Born April 19, 1828, Vilmos Zsolnay founded his factory in 1853 in Pecs, a major city in southwest Hungary, selling household pots and architectural ornamentation at first but his craftsmanship and skills as an innovator set him on a path into the luxury goods market.
Zsolnay porcelain and stoneware are known for their rich colors and ornate decoration that paid homage to Islamic art and inspired several developments. A tireless experimenter and innovator, Zsolnay developed pyrogranite in the 1880s, a ceramic named for its ability to withstand firing at high temperatures. Its durability can be seen in the many beautiful buildings built in the Austro-Hungarian monarchy and Central Europe since the mid-1880s.
Zsolnay’s world travels and the warm reception he received in Vienna led him to experiment with raw materials and glazes to create elegant luxury wares to compete with the likes of English Minton, Sevres, and the Royal Porcelain Factory of Berlin.
Among Zsolnay works most coveted by collectors are the eosin pieces with their color-changing, brilliantly lustrous glaze that evinced the luxuriousness of the Art Nouveau era. In 1891, Vilmos made his most famous technical discovery of the eosin glaze, which he worked with chemists to develop, spending the final nine years of his life refining it. Well-known guest artists, including the painter Jozsef Rippl-Ronai, were invited to the factory to collaborate on select, small-series projects. The most common eosin glaze used by Zsolnay was a striking greenish-gold, with the older pieces mostly favoring more of a golden tone than pure green.
After Vilmos’ death in 1900, his son Miklos Zsolnay (1857-1922) became the factory’s owner. The company’s products subsequently hit new highs in artistic and economic success on the world stage, and Zsolnay was awarded a gold medal in 1901 at St Petersburg and the Grand Prize at St Louis’ 1904 World’s Fair.
Though the company faltered during the Great Depression and no longer cornered the market after World War II, Zsolnay pieces, especially early and rare pieces, command a high price on the market today.

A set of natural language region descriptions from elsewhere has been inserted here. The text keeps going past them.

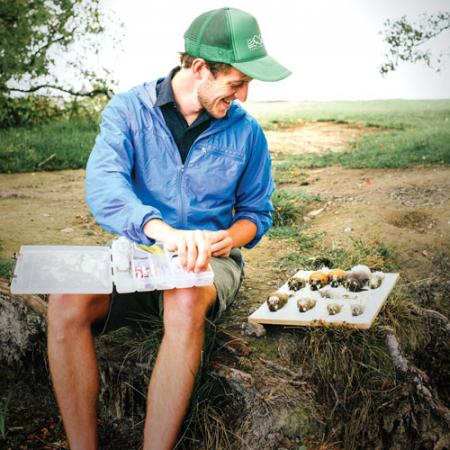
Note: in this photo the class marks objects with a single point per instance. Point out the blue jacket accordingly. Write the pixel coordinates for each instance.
(135, 173)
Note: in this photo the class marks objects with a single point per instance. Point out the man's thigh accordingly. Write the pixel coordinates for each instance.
(137, 307)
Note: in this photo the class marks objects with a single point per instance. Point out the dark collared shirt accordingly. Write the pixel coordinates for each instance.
(183, 134)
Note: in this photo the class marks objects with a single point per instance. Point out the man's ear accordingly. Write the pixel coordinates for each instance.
(199, 68)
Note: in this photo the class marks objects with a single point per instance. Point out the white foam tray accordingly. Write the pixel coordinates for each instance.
(371, 299)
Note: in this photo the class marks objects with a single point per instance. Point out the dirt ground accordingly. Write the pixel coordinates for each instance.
(409, 209)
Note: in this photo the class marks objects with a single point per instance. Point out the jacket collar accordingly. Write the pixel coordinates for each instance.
(147, 95)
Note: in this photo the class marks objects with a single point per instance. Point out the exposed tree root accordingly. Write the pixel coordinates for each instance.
(418, 378)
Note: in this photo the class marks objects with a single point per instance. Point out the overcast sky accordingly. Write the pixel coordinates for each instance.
(334, 48)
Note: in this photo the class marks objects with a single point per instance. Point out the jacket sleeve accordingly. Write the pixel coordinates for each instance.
(109, 189)
(255, 188)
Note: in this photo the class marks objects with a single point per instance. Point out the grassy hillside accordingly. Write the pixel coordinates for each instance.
(411, 133)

“The most desirable Zsolnay we’ve sold over the past several decades is easy enough to spot. Size is something of a factor, all things being equal, but we have sold small pieces and have seen little interest in some larger pieces,” said David Rago, Partner and Co-Director, 20th/21st Century Decorative Art & Design Dept., at Rago Arts & Auction Center in Lambertville, N.J.
Rago said Art Nouveau works with nature-inspired decoration, or with vivid hues from iridescent reds to lustrous gold, or heavily embossed whiplash designs remain in high demand.
“While some of our most expensive pieces have had critters in deep relief (fish, lizards, etc.), the truth is that vibrantly decorated floral pieces are often the most exciting. I had a vase about 15 years ago that a woman found at a yard sale. It was a floral vase with poppies, about 13 inches tall, drilled for a lamp, nicks at the top rim, and with one side overfired. We had a $2-3k estimate and it brought $27,000.”
Other Zsolnay pieces that have hit auction highs include a circa 1905 iridescent vase, circa 1905, with trees in relief that sold for $60,000 at Christie’s in December 2014; and a carved vase with a pomegranate tree and dancing female figures (shown below), by renowned designer Sándor Apáti Abt, 1905, that achieved 63,330 euros in December 2013 at a Mu Terem Gallery auction in Budapest, Hungary.
From its beginnings as a small pottery in Hungary to its international dominance within two decades, Zsolnay crafted works at the turn of the century whose artistic merit makes them just as compelling today as when they were first produced.